Did you see the Alabama reaction to the announcement of the bracket? No, because I don't think there was a reaction in Tuscaloosa, while Clemson threw a big pizza party, and there was general happiness on the Oklahoma and Michigan State campuses.
"Getting in is one thing, which maybe we were a little bit too happy with last year," Saban said to the camera during the selection show, wearing a loose sweater and the tightest smile.
"Last year I thought our team thought, 'Well we got in the playoffs, that's a big reward for the season.'"
Sorry, but the Crimson Tide is in control of this until the moment somebody can establish otherwise.
That's precisely what Ohio State did in last season's semis, of course, by a stunning 42-35 result that left Saban's head spinning.
That game — featuring Buckeyes tailback Ezekiel Elliot going for an unimaginable 230 yards vs. the Crimson Tide defense — was the signature performance of the 2014-15 playoffs, not the one that followed.
But Ohio State didn't make it into the bracket this season, for which I imagine Saban and Alabama partisans are vastly grateful.
Nope, this is how the semifinals set up on Dec. 31:
No. 1 Clemson vs.

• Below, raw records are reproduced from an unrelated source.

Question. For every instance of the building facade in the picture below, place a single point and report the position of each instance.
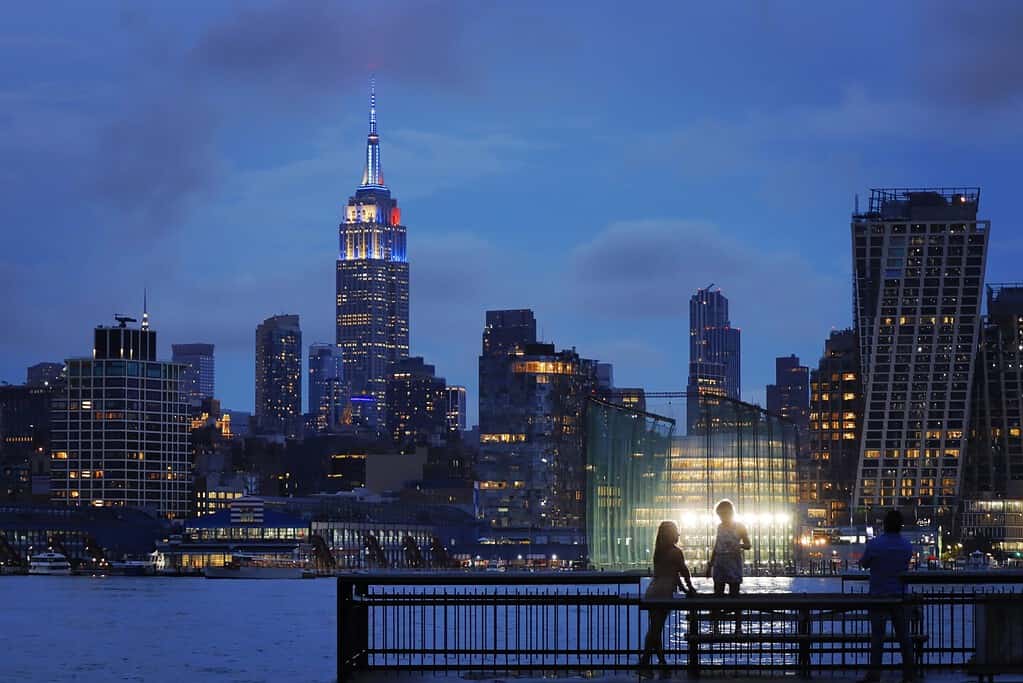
(371, 284)
(919, 260)
(994, 466)
(828, 473)
(25, 441)
(714, 354)
(197, 376)
(638, 473)
(119, 434)
(327, 395)
(416, 403)
(789, 397)
(278, 373)
(455, 409)
(531, 467)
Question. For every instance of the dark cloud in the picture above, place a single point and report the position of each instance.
(315, 46)
(971, 53)
(151, 162)
(649, 270)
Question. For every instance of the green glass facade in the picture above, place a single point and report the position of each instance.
(640, 473)
(626, 483)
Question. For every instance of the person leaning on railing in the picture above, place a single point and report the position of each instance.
(887, 556)
(669, 571)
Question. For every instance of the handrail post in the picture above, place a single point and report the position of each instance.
(803, 629)
(693, 656)
(345, 629)
(353, 628)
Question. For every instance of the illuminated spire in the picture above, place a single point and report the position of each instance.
(372, 176)
(145, 309)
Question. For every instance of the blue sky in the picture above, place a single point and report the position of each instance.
(595, 164)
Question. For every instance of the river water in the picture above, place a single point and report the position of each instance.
(175, 630)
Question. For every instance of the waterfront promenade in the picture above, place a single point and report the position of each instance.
(595, 622)
(168, 630)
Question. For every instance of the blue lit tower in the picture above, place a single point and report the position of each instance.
(714, 354)
(372, 284)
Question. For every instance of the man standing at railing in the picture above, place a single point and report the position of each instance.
(887, 556)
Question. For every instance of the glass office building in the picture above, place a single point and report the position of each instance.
(639, 473)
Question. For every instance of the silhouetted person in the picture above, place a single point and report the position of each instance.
(887, 556)
(725, 563)
(669, 570)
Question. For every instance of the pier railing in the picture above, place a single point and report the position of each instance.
(596, 621)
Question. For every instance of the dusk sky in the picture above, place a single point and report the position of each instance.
(595, 162)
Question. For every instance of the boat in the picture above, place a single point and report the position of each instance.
(258, 566)
(49, 563)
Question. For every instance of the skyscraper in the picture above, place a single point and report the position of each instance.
(197, 375)
(372, 283)
(119, 434)
(45, 374)
(828, 475)
(455, 409)
(326, 398)
(416, 403)
(714, 354)
(789, 396)
(994, 466)
(531, 467)
(278, 373)
(506, 329)
(919, 259)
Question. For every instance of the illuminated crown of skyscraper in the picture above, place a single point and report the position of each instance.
(372, 176)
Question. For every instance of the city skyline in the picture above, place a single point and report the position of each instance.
(240, 209)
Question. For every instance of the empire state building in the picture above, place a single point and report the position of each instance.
(372, 285)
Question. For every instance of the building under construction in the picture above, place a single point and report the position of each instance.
(640, 472)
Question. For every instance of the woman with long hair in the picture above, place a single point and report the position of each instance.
(669, 571)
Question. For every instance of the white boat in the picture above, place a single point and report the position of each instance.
(257, 566)
(49, 563)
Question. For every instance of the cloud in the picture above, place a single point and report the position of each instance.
(314, 46)
(431, 162)
(649, 269)
(152, 161)
(976, 57)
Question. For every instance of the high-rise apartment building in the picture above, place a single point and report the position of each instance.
(919, 258)
(278, 373)
(371, 284)
(828, 472)
(994, 466)
(197, 375)
(789, 396)
(714, 354)
(455, 409)
(327, 395)
(45, 374)
(119, 436)
(416, 403)
(504, 330)
(531, 467)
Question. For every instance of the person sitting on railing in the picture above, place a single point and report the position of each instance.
(725, 564)
(887, 556)
(669, 570)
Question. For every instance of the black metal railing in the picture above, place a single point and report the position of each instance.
(596, 621)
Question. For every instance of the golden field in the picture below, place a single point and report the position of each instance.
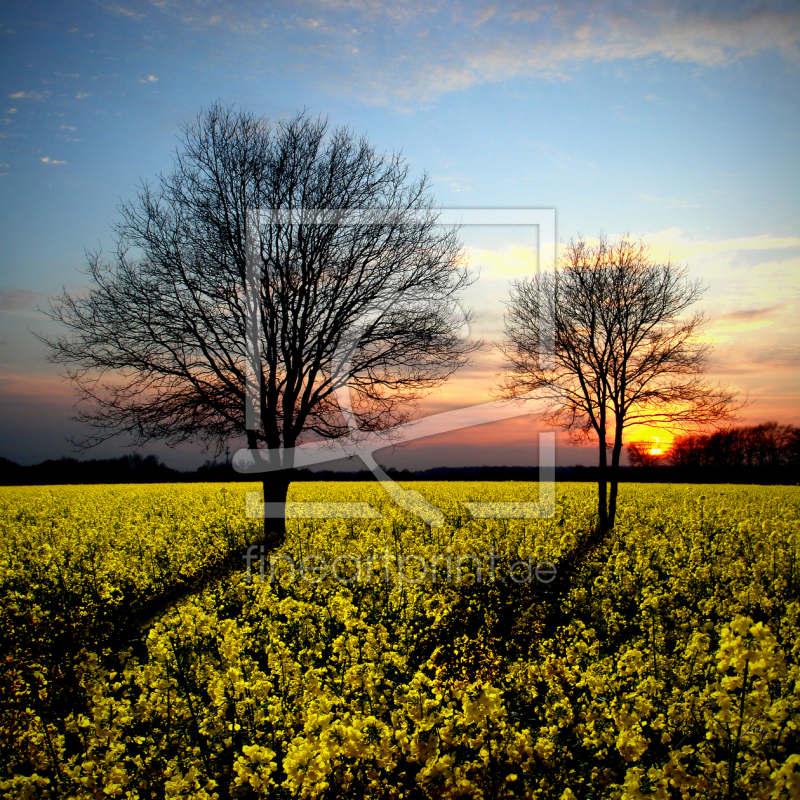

No. 4 Oklahoma in the Orange Bowl, for the right to be measured against the Crimson Tide.
And No. 2 Alabama vs. No. 3 Michigan State in the Cotton Bowl, for the purposes of proving the Las Vegas oddsmakers correct.
Don't blame me for this: Vegas quickly established Alabama as a 9.5-point favorite over Michigan State — a very tough team — and made Alabama the odds-on favorites to win the championship Jan. 11.
In my view, if quarterback Connor Cook's shoulder is fully healthy for the Dec. 31 game, the Spartans should, at the least, keep things very close vs. Alabama.
Michigan State, after all, traveled to beat Ohio State (essentially eliminating the Buckeyes) and Michigan (ditto) this season, then squeezed past Iowa (another potential playoff team) in the Big Ten championship game last Saturday.
But Michigan State plays a traditional power-based game, and that's hardly ever how you beat Alabama, which plays the power-based game with faster, bigger, stronger people across the field.
If the Spartans repeat what Ohio State did to the Crimson Tide last season, then we'll have to start wondering what happened to Alabama.
I don't think that'll be the result.
Which brings us to Clemson and Oklahoma, two teams that play the more wide-open style of offense that has given Alabama fits in several SEC games the past few seasons.
Vegas has Oklahoma as a slight favorite over Clemson, probably because the Sooners have averaged 46.3 points during their current seven-game winning streak, and some of that has been with star QB Baker Mayfield a little gimpy.
Meanwhile, Clemson is the only remaining undefeated team but might have peaked early.
The Tigers haven't had a commanding victory over a top-level team since they swarmed Florida State in early November.
But I like Clemson in this one, because QB DeShaun Watson can throw the deep ball as well as anybody and because the Clemson defense is better than anything Oklahoma has faced in the Big 12.
I think Alabama would be quietly pleased by a Clemson semifinal victory — Oklahoma might be the toughest matchup in the nation for Alabama right now.
So the selection committee did the Crimson Tide a favor by bracketing Michigan State with Alabama and keeping Oklahoma in the other side.
And that brings us to the championship game, presuming it's Alabama vs. Clemson.
Alabama might have some issues with Clemson's speed on both sides of the ball. But Alabama is fast, too, and more disciplined, and won't mess it up two years in a row. Or else Nick will be very, very angry.